LAGOS, Nigeria—The last time a leader of an opposition party in Nigeria rejected the results of the country’s presidential election, nearly eight years ago, hundreds of people were killed and tens of thousands displaced in the ensuing violence. Now there are fears of a similar scenario unfolding as Atiku Abubakar, a former vice president long tainted by corruption allegations, heads to court to challenge the outcome of the Feb. 23 election that President Muhammadu Buhari easily won.
Atiku, as Abubakar is widely known in Nigeria, lost by nearly 4 million votes, with 11,262,978 against Buhari’s 15,191,847. He and his supporters dispute the claim by Nigeria’s Independent National Electoral Commission that voter turnout was higher in the northeastern states of Borno and Yobe, where Buhari won handsomely, than in any other part of the country, arguing that frequent deadly attacks by the militant group Boko Haram, including on Election Day, would have made it impossible for people to turn out en masse.
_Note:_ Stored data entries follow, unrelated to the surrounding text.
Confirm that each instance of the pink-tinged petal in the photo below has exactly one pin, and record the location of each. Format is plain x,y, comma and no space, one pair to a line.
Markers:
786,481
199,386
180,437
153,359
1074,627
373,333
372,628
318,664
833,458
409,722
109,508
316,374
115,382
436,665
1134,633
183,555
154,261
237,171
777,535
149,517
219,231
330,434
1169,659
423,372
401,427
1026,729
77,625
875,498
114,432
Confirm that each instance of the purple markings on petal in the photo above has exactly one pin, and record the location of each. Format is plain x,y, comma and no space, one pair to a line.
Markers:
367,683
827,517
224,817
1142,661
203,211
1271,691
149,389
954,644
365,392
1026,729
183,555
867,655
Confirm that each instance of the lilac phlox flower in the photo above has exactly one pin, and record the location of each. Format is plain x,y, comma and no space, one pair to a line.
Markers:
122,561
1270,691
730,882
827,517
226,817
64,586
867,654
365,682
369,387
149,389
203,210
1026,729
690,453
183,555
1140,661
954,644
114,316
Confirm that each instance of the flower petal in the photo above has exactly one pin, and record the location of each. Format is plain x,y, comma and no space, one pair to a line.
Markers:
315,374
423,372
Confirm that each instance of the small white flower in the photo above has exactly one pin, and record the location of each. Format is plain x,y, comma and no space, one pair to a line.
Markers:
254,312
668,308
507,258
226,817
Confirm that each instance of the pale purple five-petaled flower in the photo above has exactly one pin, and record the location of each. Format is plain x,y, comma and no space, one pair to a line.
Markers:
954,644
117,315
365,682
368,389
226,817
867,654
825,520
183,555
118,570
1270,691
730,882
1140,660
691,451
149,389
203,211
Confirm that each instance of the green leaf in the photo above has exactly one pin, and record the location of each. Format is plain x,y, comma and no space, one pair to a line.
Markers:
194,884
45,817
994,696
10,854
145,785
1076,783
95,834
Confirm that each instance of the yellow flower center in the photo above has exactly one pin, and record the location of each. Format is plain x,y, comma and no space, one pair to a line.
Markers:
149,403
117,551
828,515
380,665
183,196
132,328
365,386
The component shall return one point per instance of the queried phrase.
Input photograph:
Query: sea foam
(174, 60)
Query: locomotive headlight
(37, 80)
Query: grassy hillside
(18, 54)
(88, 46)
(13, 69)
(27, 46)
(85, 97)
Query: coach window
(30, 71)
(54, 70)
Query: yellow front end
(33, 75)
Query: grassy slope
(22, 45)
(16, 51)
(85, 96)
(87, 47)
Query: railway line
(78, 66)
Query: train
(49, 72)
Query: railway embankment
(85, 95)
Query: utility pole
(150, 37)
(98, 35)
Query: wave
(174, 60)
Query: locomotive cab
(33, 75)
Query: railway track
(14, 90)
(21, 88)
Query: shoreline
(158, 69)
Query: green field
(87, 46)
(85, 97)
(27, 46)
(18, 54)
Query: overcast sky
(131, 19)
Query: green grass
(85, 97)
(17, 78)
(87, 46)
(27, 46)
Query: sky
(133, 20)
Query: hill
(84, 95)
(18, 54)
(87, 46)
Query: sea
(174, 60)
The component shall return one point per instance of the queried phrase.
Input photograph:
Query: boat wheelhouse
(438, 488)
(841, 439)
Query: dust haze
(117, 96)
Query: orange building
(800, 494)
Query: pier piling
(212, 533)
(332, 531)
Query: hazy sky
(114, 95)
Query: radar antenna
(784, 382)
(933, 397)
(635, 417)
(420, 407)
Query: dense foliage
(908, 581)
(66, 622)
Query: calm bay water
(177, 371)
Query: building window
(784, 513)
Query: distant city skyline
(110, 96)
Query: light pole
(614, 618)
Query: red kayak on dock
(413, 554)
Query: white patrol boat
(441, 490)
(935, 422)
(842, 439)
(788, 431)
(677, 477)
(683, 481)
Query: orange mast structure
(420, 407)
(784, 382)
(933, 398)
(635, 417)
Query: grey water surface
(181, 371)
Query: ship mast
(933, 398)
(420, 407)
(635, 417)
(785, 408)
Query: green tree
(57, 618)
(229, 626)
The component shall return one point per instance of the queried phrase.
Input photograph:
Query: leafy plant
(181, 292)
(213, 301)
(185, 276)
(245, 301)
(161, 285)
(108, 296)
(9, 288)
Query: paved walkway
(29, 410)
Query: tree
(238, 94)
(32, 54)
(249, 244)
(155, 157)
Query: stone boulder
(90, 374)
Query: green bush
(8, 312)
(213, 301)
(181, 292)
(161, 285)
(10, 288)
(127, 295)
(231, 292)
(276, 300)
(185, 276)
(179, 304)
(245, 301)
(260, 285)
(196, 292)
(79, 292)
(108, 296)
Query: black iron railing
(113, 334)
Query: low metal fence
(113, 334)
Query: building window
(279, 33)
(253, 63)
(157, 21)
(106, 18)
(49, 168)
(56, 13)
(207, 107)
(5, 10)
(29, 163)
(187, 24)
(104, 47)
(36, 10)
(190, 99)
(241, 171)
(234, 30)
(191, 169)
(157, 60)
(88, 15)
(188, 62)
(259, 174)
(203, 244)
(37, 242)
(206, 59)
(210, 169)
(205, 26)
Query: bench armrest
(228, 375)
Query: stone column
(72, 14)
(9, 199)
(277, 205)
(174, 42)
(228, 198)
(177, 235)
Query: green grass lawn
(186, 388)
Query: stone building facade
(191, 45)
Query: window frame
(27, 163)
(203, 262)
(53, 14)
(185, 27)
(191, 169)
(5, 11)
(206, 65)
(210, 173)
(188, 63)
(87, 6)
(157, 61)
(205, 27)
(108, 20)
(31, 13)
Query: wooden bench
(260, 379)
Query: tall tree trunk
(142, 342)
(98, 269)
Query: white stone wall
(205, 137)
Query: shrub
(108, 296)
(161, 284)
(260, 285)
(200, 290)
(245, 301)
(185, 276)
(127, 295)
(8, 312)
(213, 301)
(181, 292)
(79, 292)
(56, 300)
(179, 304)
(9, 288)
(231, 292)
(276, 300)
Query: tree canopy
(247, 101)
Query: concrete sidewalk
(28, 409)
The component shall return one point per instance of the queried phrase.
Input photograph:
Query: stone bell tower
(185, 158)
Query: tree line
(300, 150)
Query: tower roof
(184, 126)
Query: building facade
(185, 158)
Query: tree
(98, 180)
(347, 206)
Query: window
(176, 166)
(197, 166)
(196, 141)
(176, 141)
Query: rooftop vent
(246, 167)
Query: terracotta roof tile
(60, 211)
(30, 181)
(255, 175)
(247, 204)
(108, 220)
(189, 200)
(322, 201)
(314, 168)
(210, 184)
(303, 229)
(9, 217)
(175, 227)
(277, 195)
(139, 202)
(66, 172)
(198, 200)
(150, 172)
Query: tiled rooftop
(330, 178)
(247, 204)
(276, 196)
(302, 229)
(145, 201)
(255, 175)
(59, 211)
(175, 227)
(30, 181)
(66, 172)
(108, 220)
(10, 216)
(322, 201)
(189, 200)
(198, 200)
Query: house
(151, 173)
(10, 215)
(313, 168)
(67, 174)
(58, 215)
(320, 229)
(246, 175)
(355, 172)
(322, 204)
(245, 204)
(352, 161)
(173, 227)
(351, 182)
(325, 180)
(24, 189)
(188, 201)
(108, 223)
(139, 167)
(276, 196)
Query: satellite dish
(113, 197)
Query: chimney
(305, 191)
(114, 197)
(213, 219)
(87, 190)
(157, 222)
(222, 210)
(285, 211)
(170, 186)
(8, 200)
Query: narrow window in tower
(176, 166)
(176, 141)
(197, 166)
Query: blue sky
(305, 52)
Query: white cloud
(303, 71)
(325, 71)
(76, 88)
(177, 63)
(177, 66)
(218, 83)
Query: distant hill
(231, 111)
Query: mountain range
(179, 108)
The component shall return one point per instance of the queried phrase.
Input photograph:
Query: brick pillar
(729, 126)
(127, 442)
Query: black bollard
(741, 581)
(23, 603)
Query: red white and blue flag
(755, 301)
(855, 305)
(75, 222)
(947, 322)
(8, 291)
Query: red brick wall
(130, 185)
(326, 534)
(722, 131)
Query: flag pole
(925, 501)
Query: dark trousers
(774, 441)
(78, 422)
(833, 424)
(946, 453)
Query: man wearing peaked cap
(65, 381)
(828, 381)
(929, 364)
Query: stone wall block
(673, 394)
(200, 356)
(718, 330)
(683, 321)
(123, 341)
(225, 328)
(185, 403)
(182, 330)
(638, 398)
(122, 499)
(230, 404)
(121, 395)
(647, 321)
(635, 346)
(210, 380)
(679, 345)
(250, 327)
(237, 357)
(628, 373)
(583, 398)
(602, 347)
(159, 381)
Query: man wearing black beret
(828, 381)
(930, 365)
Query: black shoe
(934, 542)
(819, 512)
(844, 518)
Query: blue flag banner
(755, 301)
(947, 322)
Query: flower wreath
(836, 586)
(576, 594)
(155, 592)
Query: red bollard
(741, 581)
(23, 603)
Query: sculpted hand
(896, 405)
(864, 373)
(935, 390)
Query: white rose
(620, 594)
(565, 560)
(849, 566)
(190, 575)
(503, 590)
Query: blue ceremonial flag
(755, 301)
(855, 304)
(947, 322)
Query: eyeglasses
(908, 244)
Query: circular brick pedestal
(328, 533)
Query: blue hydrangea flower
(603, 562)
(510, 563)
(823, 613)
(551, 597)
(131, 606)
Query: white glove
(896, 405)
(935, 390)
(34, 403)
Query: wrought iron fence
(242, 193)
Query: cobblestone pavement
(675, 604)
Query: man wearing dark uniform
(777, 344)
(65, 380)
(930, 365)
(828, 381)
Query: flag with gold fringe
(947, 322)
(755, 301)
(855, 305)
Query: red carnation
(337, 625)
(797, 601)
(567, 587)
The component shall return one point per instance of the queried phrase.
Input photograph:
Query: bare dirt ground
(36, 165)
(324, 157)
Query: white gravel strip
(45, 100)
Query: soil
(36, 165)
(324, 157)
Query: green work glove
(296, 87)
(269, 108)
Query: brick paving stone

They are also claiming that the vote totals from Kano, Kaduna, Kebbi and Katsina states, where the president won by more than 2 million votes, were hugely inflated.
“One obvious red flag is the statistical impossibility of states ravaged by the war on terror generating much higher voter turnouts than peaceful states,” Atiku said in a statement after the electoral commission released the official results. “The suppressed votes in my strongholds are so apparent and amateurish that I am ashamed as a Nigerian that such could be allowed to happen.”